2. The agreement was made this way to give me time to replenish. My dad was dying but he was not easy to be around and he was my abuser. And news fucking flash mom: YOU ALLOWED IT! And were in fact an abuser to me as well.

I did not verbalize number one or number 2 above, but I did ask her if she mentioned the agreement to my sister and her reply was, with an eye roll in her voice, “No, I didn’t want to go there.”

Of course not womb donor, you couldn’t possibly find it in yourself to stick up for me, tell her the truth and be fucking real with your very own narcissistic daughter. I suppose it was easier to keep the scapegoat daughter, the one who froze when she needed to be sticking up for herself, squashed in her role.

A  twisted, toxic dynamic, with a dying man in the middle of it. It was a very life draining and soul stealing on-going event. Not to mention how drained of my soul I’d already been, being raised in such an environment.

A Family Scapegoat Wakes Up

The email she sent after a traumatic, devastating and seemingly unconnected event, was an exploding point of so many things boiling under the surface from decades of accumulation.

It was about the abuse endured and how she couldn’t make sense or a connection between  the words of love and caring spoken and the actions that showed otherwise.
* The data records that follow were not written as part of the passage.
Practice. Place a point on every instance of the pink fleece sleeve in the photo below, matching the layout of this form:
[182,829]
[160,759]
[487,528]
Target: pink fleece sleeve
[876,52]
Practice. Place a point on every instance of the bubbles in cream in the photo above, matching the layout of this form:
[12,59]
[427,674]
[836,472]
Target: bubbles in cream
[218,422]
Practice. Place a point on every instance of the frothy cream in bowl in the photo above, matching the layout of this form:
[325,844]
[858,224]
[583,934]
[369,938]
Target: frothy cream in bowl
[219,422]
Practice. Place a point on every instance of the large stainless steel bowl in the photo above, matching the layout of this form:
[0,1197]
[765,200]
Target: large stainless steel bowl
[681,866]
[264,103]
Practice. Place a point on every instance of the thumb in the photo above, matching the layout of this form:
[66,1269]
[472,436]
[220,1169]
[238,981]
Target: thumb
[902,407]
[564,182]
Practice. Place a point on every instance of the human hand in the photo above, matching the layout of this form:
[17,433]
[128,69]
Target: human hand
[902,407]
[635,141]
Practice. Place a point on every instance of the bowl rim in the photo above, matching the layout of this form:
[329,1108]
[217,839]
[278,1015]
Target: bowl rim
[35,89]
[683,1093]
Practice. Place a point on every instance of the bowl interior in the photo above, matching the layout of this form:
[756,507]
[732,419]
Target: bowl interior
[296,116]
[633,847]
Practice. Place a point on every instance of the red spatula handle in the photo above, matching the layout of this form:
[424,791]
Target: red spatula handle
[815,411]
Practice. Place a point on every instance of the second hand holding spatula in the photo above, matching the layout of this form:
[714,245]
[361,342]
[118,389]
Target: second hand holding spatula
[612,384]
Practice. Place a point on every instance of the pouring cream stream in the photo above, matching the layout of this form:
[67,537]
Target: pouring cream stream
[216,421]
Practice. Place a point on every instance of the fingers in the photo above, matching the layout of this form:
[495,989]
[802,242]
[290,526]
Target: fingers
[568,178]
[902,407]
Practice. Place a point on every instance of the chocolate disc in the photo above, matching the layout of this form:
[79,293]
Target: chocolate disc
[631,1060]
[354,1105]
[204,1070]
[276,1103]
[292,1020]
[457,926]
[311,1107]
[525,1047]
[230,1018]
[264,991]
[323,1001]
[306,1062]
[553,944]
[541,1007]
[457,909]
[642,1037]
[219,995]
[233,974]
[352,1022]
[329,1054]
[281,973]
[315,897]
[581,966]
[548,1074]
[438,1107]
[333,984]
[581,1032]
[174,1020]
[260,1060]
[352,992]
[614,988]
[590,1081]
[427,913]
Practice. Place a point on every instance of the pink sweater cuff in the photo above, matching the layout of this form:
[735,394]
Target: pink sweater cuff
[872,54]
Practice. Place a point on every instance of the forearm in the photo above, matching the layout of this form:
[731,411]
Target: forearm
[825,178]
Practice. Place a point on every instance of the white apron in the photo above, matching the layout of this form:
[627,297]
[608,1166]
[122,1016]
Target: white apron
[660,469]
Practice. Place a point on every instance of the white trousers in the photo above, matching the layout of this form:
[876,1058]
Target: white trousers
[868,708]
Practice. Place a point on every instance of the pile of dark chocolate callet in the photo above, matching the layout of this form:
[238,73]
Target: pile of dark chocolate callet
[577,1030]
After the damage was done though, she suspected the email and the words in it would be used against it somehow. But events turned in such a way that it was proven to her. She knew now it was the perfect ammo for them to blame and point fingers at her for all the problems that exist in the family dynamics. To tell her how mean she was. To tell her that it was full of stuff she should’ve gotten over by now. To let her know how difficult it is to be a parent.

In their minds it was all her fault. If she wasn’t depressed, if she’d just get out of the past. If she’d just keep her mouth shut. If she’d just go back to sleep…

If she went back to sleep they could all continue to use her as their scapegoat.

But maybe if she’d stayed quiet and went along and believed, thought and felt the way they all do and did, she wouldn’t be their scapegoat.

What would they have to blame her for?

Just the fact that the family has a scapegoat should give it away that they are all a mess, not just her.

Healthy families don’t have scapegoats. Healthy people don’t find it fun or useful to manipulate, triangulate, take advantage of and abuse one family member. (Or any for that matter.)

If they loved the scapegoat and she did indeed find the courage to express herself feeling like a scapegoat, they would not wave away and invalidate her feelings as ridiculous, then proceed to tear apart her character once again. At times, falsely, attacking her for characteristics of others, not hers.

If they cared about their scapegoat she wouldn’t be the scapegoat.

She’s aware of the egg shells surrounding her. But they’ve got plenty that she tip-toes around too. They all tip-toe around each other too. But they turn a blind eye to those.

She’s expected to own all the mistakes, arguments and all the egg shells too.

In their mind it is she that is always the selfish one. She is the one that should be sacrificing. She is the one who is expected to do whatever they want or need, exactly when they want or need it,  on their terms.

As much as she has tried to discuss the dysfunction and toxicity, none of them want to listen or take their share of the responsibility. No one else is accountable. If she is hurt she is expected to absorb it.

How dare she address it? “Suck it up!” they say, “Grow thicker skin…make the choice to be happy.

She made a choice all right, and walked away forever.